Woes of customer marketing
Customer marketing. Some marketers will shy away from it, weary of interfering with the account management process. Some sales reps will ask for their accounts to be excluded from broad communications and demand generation tactics (and then move to ask for account-specific newsletters and events, but then refuse to do any work to provide for any content, speakers or addressable contacts which in the end means the whole thing fails big and marketing gets the blame after all. AND NO, I AM NOT FRUSTRATED BY THIS AT ALL ! ! ! Hehe.)

Alignment! Alignment! Alignment!
In short, at the customer level, marketing and sales usually struggle hardest to align, compared to when it comes to finding prospects out there. There is a lot at stake.

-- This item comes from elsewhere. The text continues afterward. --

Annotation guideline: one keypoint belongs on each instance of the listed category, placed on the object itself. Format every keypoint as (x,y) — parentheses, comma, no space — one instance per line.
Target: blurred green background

So just to share a shortlist of do’s & don’ts I picked up along the way:

  1. Don’t think you understand the customer better than the sales team. There is no way. Usually, over time, you can know more about the product, the competition, the market, even the pricing and general customer insights based on customer satisfaction metrics for instance – but not individual customers. There is just no way. So you’ll have to partner with sales to understand what the customer marketing strategy should look like.
  2. In general, don’t mess with deals underway, or in flight, or in progress – whichever way they’re tagged, called, flagged. Suppress them from your marketing database and stay out of trouble.
  3. Segment communications to customers, so that the right value propositions and calls-to-action are positioned in the accounts. Commonly, you need to understand the product portfolio mapped against the customer lifecycle and understand the upsell path to get this right.
  4. Put a contact strategy in place including all communications, with a simple calendar per country on when outbound messages drop. Keep it updated and share it with the account teams. Give them a chance to influence it based on their sales plan’s milestones. Build trust that marketing is not a spamming center, but a sender of messages and calls-to-action relevant to their accounts, helping them grow their business and bonuses.
  5. Take into account who actually owns and manages the customer relationship. If you are talking to direct accounts, don’t refer to value added resellers and vice versa. Especially in larger companies, all kinds of awful things go wrong around this topic. If relationships are being managed by business partners, like value added resellers or service providers, enable them to grow their business. Don’t get in there yourself.
  6. Find ways of presenting the account teams and channel partners with actionable data on engagement. Visualize and interpret. There is so much data available these days on customer behavior that an average sales rep will not use in executing the account plans. Simple account-based dashboards can help them understand who is engaged in paid, owned and earned media, who is reviewing competitive content, who is sharing assets with colleagues, who is browsing and clicking, attending webinars, downloading whitepapers, conversing online.
  7. Join sales meetings to understand which accounts are not to be touched, where doors need to opened, upsell opportunities created. Come up with a concrete plan of action to help the sales team get in there. Marketing has a knowledge, skill and tool set that is very different from the sales arsenal – use it to get into the conversation and add value to the sales process.
  8. Move beyond the here and now by providing trend analyses on all levels. Generally, most sales kind of know today’s data snapshot of their accounts, or they have an adequate gut feeling of how things are looking. But only the really good ones follow the trend and try to get ahead of the game by extrapolating data. That’s where marketing can help. Show the dynamic of the customer database mapped against product portfolio, revenue, competitive pressure, available job roles, market trends et cetera, over time.

The best way of understanding how to support sales is for marketers to dig in and thoroughly understand the customer’s view of the world – their pains, aspirations, drivers, requirements, but also their point of view in working with the vendor.  A user group meeting is a perfect place to go and get that insight.